Launch Panic


I’m struggling to overcome my thoughts of worry and doubt about my upcoming Course Launch in January. This is my third launch, and I feel more prepared than ever, and I’m doing more than I’ve ever done before to make this the best launch I’ve ever had. But the closer I get to my launch, the more I start to doubt all the work I’ve been doing. What if it’s not enough? What if I’m still not doing the right things? What if I’ve just spent all this time, money and effort toward a launch that just flops again? I feel like I’ve never wanted a launch to go so well as I do this one, because I’ve made the success of it it mean so much.
— my savings would be replenished (we are currently living On savings)
— I’ll have confidence in my future plans
— I won’t have to get a secondary job
— we can begin to pay down debts
— it’ll prove I have what it takes

I sort of know all these thoughts aren’t helping me. It’s a lot of pressure. Intellectually I want to be able to show up big and all in during my launch, and now I’m terrified my thoughts are going to sabotage my launch event with their sneakiness and affect how I show up and thus be the cause of my failed launch!

I’ve tried to create a model for my desired result and I’m just struggling hard with this. I don’t know what thought I need to generate my result. My brain is just freaking out.

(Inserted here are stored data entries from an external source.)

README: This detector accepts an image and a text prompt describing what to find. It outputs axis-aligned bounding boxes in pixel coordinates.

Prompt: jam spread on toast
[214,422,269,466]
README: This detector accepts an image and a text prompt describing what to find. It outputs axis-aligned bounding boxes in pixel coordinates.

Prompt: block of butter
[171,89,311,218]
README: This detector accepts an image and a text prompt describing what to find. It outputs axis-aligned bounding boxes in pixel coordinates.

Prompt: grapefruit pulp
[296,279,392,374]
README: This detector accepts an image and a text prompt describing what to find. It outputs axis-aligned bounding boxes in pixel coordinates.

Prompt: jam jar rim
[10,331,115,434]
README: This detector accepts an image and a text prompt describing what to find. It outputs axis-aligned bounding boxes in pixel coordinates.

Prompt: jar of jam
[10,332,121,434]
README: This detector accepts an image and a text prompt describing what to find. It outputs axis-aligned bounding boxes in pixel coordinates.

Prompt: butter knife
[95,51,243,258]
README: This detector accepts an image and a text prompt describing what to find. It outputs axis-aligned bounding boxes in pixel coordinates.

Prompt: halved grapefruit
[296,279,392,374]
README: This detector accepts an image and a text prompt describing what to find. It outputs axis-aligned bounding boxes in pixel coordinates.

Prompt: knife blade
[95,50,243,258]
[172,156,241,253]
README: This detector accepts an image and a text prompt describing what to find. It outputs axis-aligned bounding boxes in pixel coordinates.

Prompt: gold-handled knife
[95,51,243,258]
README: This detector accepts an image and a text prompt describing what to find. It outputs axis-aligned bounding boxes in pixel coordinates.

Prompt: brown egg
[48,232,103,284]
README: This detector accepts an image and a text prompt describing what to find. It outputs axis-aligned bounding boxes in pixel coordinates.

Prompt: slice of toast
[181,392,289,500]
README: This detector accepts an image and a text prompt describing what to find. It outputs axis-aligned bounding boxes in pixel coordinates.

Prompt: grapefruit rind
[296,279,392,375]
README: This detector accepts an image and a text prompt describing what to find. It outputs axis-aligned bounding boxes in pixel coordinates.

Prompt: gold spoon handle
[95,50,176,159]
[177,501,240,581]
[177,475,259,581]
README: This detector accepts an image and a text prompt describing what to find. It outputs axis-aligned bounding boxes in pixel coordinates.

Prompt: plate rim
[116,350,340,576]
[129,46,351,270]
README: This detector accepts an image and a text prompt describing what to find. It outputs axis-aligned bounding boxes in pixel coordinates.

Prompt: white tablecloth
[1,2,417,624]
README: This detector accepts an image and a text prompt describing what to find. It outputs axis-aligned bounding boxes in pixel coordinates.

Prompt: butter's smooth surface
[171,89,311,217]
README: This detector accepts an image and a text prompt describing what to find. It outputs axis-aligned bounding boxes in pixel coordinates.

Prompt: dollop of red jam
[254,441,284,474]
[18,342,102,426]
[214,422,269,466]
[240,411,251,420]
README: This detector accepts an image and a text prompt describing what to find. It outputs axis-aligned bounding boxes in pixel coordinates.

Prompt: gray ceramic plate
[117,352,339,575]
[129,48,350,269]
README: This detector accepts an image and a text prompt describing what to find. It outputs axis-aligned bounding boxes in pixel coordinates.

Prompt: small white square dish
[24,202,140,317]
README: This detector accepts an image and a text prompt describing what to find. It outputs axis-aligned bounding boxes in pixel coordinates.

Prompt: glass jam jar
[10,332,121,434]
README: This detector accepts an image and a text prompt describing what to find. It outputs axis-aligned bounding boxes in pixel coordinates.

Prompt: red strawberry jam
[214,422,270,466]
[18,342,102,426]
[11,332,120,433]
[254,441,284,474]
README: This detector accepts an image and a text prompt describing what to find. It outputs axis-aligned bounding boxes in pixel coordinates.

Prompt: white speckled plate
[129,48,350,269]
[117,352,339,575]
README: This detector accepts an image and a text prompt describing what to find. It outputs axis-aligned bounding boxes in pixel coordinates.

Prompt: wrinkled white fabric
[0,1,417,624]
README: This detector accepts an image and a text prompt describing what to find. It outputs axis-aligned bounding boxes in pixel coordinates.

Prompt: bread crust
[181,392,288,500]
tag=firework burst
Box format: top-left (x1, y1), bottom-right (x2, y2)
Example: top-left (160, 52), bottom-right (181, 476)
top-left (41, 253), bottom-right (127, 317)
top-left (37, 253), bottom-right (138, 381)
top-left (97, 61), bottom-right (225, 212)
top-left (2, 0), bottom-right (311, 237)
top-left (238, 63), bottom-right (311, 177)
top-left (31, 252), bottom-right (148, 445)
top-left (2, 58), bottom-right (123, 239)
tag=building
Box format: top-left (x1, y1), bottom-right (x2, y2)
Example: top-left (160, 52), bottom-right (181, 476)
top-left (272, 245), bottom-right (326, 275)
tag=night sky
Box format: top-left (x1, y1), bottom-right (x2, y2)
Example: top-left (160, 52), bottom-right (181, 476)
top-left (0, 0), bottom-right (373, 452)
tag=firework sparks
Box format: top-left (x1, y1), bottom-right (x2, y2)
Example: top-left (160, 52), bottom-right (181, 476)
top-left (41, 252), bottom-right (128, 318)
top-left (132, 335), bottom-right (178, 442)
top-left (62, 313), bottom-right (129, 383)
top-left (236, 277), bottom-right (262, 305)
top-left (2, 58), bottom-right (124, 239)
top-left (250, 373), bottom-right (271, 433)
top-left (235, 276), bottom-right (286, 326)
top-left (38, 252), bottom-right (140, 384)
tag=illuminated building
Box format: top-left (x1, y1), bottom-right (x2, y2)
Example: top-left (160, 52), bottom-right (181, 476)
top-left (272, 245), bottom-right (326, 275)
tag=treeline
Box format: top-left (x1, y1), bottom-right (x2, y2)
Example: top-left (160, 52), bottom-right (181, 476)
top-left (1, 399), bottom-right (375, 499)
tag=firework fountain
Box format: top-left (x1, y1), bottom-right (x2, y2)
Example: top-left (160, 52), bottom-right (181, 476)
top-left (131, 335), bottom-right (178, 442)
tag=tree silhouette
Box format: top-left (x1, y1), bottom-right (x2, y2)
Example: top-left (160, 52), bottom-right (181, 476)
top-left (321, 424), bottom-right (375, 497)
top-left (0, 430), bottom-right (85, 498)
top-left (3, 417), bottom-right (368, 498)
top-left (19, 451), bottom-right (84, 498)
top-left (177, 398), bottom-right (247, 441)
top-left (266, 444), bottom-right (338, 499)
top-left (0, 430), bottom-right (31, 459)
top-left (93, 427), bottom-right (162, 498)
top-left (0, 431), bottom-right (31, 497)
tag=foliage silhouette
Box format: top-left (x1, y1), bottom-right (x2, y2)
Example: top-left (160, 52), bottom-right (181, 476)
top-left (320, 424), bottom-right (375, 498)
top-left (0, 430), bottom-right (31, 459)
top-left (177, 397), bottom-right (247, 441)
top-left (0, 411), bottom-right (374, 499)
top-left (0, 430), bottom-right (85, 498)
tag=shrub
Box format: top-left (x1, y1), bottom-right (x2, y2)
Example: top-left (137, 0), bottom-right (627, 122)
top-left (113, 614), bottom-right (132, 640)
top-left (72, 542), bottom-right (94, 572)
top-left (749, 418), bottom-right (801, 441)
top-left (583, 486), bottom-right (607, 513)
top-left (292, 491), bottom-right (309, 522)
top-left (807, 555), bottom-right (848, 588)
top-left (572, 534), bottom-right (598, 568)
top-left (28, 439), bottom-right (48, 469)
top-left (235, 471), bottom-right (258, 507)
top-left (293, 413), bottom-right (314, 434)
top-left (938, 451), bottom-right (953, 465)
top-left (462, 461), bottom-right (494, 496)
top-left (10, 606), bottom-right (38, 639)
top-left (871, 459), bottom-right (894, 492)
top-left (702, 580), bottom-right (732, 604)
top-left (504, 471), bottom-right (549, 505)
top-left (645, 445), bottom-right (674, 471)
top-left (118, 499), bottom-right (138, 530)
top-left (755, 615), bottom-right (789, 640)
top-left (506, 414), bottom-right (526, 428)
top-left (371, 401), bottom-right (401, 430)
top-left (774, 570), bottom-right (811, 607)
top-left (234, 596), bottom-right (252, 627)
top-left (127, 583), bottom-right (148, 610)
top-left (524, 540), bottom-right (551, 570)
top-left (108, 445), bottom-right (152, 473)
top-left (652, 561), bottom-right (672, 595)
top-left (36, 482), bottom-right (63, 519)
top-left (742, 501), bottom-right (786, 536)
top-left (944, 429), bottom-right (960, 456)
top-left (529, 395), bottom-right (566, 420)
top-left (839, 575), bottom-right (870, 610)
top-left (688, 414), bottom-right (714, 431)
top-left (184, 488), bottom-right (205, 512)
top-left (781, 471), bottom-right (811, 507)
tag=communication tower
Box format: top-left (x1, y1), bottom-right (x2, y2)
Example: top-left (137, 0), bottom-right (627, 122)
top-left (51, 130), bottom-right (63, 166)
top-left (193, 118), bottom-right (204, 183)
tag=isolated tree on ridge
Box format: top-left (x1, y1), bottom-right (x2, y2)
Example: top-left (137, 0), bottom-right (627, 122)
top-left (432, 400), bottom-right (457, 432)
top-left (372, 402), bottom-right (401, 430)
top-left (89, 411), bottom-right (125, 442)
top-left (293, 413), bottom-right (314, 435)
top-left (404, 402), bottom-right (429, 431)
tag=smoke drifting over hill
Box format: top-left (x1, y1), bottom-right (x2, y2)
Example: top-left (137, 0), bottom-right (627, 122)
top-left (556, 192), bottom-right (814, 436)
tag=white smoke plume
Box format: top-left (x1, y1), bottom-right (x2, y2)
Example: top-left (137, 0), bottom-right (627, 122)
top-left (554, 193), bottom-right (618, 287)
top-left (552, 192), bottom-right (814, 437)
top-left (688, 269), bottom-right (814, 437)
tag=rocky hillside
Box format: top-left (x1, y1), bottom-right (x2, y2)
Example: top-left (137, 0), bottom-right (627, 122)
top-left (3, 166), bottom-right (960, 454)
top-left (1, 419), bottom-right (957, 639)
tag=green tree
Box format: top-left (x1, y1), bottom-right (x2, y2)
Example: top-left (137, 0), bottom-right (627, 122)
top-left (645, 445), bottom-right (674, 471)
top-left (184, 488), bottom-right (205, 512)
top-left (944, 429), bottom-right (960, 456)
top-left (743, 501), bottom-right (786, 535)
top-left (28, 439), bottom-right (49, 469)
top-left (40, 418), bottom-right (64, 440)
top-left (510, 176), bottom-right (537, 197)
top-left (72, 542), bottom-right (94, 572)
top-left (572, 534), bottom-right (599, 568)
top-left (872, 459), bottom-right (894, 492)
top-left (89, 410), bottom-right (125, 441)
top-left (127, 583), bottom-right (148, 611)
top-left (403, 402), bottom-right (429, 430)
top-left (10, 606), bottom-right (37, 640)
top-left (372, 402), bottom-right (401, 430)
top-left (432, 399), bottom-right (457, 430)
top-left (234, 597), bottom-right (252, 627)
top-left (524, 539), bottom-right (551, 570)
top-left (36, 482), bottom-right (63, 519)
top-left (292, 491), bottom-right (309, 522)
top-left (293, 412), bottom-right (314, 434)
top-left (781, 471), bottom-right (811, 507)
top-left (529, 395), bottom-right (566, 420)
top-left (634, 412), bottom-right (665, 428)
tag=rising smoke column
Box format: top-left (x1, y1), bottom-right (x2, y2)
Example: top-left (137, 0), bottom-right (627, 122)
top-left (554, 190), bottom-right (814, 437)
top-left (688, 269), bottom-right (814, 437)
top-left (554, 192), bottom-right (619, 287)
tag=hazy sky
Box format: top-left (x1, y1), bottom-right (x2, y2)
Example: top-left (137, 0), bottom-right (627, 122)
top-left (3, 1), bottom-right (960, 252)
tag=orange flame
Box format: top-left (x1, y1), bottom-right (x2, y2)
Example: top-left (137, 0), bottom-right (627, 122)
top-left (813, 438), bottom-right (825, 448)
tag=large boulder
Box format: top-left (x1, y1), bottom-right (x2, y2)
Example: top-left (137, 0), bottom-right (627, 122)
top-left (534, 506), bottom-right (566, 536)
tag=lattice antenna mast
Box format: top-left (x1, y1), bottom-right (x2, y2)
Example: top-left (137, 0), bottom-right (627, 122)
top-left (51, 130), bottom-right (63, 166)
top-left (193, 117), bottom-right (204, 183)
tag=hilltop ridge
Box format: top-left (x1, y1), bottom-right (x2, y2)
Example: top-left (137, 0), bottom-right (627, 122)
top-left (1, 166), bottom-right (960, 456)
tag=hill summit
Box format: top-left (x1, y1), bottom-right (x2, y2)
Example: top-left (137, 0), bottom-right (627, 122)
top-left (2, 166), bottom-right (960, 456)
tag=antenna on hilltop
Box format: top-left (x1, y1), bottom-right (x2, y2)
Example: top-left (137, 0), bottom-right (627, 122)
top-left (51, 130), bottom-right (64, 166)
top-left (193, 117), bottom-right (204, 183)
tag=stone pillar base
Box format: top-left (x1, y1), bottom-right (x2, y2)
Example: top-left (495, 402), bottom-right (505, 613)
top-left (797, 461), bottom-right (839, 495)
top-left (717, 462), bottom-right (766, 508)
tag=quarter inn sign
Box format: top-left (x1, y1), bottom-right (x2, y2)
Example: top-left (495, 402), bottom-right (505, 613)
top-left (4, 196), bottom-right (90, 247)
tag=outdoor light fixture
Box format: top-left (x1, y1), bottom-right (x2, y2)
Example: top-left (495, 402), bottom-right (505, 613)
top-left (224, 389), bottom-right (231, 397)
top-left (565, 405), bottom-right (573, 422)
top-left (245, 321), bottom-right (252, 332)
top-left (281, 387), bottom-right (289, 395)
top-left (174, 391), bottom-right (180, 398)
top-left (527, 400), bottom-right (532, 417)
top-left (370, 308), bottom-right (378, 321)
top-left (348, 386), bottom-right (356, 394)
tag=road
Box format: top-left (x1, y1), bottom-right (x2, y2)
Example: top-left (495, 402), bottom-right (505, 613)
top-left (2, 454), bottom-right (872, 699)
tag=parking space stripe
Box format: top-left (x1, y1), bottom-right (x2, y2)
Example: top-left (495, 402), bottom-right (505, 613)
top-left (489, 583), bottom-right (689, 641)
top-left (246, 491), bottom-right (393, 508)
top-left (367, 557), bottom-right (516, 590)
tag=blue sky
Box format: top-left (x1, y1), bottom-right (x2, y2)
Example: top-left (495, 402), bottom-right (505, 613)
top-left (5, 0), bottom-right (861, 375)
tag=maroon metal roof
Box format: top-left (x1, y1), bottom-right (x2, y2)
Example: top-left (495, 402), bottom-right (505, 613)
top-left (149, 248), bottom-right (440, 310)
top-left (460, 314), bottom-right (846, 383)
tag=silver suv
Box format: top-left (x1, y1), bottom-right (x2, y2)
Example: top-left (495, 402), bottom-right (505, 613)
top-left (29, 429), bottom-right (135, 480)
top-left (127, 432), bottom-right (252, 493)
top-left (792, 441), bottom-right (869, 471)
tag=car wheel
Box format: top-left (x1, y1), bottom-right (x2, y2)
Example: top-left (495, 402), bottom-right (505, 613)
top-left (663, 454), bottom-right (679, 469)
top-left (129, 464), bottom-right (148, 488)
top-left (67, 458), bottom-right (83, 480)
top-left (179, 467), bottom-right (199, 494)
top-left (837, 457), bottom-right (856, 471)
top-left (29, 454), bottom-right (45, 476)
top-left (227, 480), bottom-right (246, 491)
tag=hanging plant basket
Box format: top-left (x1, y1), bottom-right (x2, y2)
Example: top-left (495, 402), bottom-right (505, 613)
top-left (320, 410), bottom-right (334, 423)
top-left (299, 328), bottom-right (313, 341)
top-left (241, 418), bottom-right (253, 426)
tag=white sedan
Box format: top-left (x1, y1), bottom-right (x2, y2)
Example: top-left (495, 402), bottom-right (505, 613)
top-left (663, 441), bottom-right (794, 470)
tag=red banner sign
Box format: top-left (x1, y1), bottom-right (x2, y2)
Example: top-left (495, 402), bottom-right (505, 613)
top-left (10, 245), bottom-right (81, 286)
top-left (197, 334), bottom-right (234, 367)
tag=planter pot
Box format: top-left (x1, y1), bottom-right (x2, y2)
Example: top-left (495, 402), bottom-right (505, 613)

C- I’m launching my Program in January
T-
F- determined and excited
A- I show up 100% during my launch and give it all I’ve got to bring in 100 new students
R- 100 students inside my program

The good news I guess though is I’m still going forward. These thoughts aren’t stopping me currently from showing up and doing my work. I’m just worried they will drain me from showing up authenticity during the actual launch. Would love some advice on tackling this ahead of time.